The trade-off of expected efficiencies against expected anticompetitive effects is universally recognised as difficult. Therefore, extra care should be taken to ensure that the efficiency gains outweigh the costs to the consumers as well as to the society at large. For example, even if a merger between two competitors results in cost reduction and the cost is passed on to the consumers, competition authority will have to see whether the costs saving are equitably shared by the new company and the consumers and whether the market power of the incumbent company would actually be reduced. Further, it should also look at the redistributive impact. An example of such redistributive impact that follows from the second hypothetical example is whether poor consumers are able to benefit from the access to new product.

R&D cooperation is another area, which is increasingly being accepted by competition regimes around the world as a means to enhance efficiency, outweighing the possible anticompetitive effect. For example, Canadian Competition Act provides a defense for R&D joint ventures involving a specific program of research that would not otherwise take place. Agreements among competitors with respect to cooperation in R&D are exempt from the criminal conspiracy provisions of the Act unless they lessen competition unduly with respect to prices, output, markets, customers, or channels of distribution. Similarly, the US courts are required under National Cooperative Research and Production Act to judge joint research and production arrangement on a rule-of-reason basis.
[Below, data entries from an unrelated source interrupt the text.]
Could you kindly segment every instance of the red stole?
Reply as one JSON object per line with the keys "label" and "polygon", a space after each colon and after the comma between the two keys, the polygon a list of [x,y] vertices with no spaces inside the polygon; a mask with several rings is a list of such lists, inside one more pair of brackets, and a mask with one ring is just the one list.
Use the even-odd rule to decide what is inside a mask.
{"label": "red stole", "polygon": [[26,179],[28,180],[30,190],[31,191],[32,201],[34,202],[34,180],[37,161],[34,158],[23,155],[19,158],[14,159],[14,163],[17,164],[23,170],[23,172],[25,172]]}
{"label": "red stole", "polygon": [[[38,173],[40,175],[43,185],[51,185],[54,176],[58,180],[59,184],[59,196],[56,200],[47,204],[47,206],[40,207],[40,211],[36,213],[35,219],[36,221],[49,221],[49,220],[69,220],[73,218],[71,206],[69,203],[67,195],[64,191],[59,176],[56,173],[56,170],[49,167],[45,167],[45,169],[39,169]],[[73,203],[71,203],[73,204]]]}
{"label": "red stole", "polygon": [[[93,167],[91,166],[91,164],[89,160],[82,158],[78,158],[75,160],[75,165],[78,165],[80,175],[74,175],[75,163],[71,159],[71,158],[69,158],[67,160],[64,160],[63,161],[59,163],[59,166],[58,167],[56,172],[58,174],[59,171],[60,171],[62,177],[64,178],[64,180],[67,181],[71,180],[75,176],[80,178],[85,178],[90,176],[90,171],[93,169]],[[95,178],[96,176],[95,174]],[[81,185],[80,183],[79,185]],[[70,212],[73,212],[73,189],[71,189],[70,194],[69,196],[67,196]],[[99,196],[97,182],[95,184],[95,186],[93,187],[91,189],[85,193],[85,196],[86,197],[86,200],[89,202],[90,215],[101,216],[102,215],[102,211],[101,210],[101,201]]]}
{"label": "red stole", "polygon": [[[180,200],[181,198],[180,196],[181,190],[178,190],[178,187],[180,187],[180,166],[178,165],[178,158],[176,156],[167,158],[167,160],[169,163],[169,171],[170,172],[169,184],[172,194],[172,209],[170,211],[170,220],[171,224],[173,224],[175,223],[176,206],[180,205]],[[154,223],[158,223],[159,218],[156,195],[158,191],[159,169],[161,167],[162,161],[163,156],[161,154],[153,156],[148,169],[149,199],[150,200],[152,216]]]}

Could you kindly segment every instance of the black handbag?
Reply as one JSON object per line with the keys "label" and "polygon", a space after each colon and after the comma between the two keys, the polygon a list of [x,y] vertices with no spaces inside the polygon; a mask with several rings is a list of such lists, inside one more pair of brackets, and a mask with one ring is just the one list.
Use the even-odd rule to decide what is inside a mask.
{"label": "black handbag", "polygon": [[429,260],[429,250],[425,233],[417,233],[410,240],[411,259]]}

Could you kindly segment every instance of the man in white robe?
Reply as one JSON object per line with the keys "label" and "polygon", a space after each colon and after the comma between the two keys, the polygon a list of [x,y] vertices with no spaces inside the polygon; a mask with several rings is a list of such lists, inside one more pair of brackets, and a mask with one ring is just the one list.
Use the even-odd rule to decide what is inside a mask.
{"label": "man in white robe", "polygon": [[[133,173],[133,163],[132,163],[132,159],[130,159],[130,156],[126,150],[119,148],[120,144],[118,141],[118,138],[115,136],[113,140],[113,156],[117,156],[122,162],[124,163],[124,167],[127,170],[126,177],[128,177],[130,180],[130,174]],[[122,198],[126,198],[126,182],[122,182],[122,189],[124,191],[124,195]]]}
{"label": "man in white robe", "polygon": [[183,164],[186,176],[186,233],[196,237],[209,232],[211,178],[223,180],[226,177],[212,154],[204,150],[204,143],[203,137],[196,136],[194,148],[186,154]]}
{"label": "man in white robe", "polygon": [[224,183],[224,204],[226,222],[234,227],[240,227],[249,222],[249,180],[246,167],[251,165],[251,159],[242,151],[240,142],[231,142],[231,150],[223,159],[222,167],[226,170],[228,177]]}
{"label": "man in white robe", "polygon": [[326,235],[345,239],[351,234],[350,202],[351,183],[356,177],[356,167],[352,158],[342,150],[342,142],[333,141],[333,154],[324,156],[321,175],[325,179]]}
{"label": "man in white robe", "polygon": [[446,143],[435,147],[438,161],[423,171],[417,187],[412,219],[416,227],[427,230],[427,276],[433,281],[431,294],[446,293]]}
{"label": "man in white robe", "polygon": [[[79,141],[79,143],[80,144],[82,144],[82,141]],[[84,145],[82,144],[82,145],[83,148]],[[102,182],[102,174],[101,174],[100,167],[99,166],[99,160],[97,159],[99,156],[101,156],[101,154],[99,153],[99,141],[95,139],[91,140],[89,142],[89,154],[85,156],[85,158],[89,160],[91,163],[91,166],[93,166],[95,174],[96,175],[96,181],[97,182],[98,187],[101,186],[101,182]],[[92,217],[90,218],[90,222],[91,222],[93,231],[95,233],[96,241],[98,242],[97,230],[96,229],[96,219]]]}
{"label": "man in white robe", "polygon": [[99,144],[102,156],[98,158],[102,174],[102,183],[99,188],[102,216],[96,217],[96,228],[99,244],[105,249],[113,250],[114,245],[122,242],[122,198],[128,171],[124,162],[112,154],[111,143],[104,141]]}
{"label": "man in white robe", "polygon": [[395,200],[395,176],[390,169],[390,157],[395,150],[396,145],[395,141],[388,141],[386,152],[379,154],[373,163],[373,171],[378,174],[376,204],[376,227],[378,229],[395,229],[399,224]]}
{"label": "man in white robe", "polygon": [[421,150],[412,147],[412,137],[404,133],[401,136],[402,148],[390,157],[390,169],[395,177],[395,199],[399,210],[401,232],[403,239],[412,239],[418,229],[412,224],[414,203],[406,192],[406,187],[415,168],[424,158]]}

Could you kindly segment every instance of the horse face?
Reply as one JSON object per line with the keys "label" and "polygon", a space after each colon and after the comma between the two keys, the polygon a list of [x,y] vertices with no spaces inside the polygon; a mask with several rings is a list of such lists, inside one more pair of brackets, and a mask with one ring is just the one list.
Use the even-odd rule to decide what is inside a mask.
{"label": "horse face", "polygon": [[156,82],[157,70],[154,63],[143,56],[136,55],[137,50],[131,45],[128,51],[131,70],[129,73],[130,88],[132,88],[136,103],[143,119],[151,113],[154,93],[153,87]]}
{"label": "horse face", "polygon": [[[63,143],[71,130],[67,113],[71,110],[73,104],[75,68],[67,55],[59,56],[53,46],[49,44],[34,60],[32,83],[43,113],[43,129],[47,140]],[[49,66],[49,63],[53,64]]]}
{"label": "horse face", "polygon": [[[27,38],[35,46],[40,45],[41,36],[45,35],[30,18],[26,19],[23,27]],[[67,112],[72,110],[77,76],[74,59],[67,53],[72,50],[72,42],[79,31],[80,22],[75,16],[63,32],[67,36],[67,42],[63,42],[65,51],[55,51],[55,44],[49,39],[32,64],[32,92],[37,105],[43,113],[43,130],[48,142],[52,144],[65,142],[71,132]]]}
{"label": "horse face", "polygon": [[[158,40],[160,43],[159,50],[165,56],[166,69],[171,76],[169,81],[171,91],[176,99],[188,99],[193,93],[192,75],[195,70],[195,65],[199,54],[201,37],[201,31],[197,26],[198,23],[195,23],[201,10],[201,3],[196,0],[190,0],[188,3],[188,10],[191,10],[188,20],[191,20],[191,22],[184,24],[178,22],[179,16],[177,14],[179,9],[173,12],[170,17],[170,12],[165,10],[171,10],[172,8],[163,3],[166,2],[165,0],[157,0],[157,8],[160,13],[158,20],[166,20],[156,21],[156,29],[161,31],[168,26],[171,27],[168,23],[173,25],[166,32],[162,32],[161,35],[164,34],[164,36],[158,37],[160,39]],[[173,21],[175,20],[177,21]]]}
There is considerable amount of support for joint R&D at the conceptual as well as empirical levels. Cooperative R&D can be viewed as a means of simultaneously internalising the externalities created by significant R&D spillovers - hence improving the incentive problem and providing a more efficient sharing of information among firms. Some studies have used a model to study the impact of R&D spillovers on a firm’s optimal R&D investment. In comparing the symmetric cooperative and non-cooperative solutions, they find that large spillovers lead to higher R&D expenditures and production levels under the cooperative scenario. Clearly, this behavior is superior from a social welfare point of view. However, contrasting with these potential advantages of cooperative R&D, effects leading to a harmful reduction of competition must also be considered. One danger is that cooperative R&D could be a way for a dominant firm to avoid competition through innovation, by co-opting potentially very innovative rivals and by controlling and slowing down the innovation race. A second situation involves an extended collusion between partners, resulting from their action in R&D and creating common policies at the product stage (competitive level).

The point I am trying to make in this column is that cooperation among companies should be allowed, even if they have minor deleterious impact on competition. After all, the competition law we have been talking about all these years should be anchored on development dimension. Normally, as an advocate of consumers’ interests, I could have mentioned that consumers’ interest is supreme and therefore consumer welfare should be the touchstone to measure the success or failure of the competition law. But I am not doing that because there is more to development than consumer welfare despite the fact that consumers are the raison d’etre of all the economic activities. Finally, in order to conduct sophisticated analyses mentioned above, it is necessary for the competition authority to be a powerful, independent and impartial. They should not only be provided with adequate resources but also be allowed to generate resources from elsewhere. Moreover, the authority should be able to assure those who are still opposed to the enactment of competition law that genuinely efficiency enhancing actions will not be curtailed just because of the enforcement of a competition law.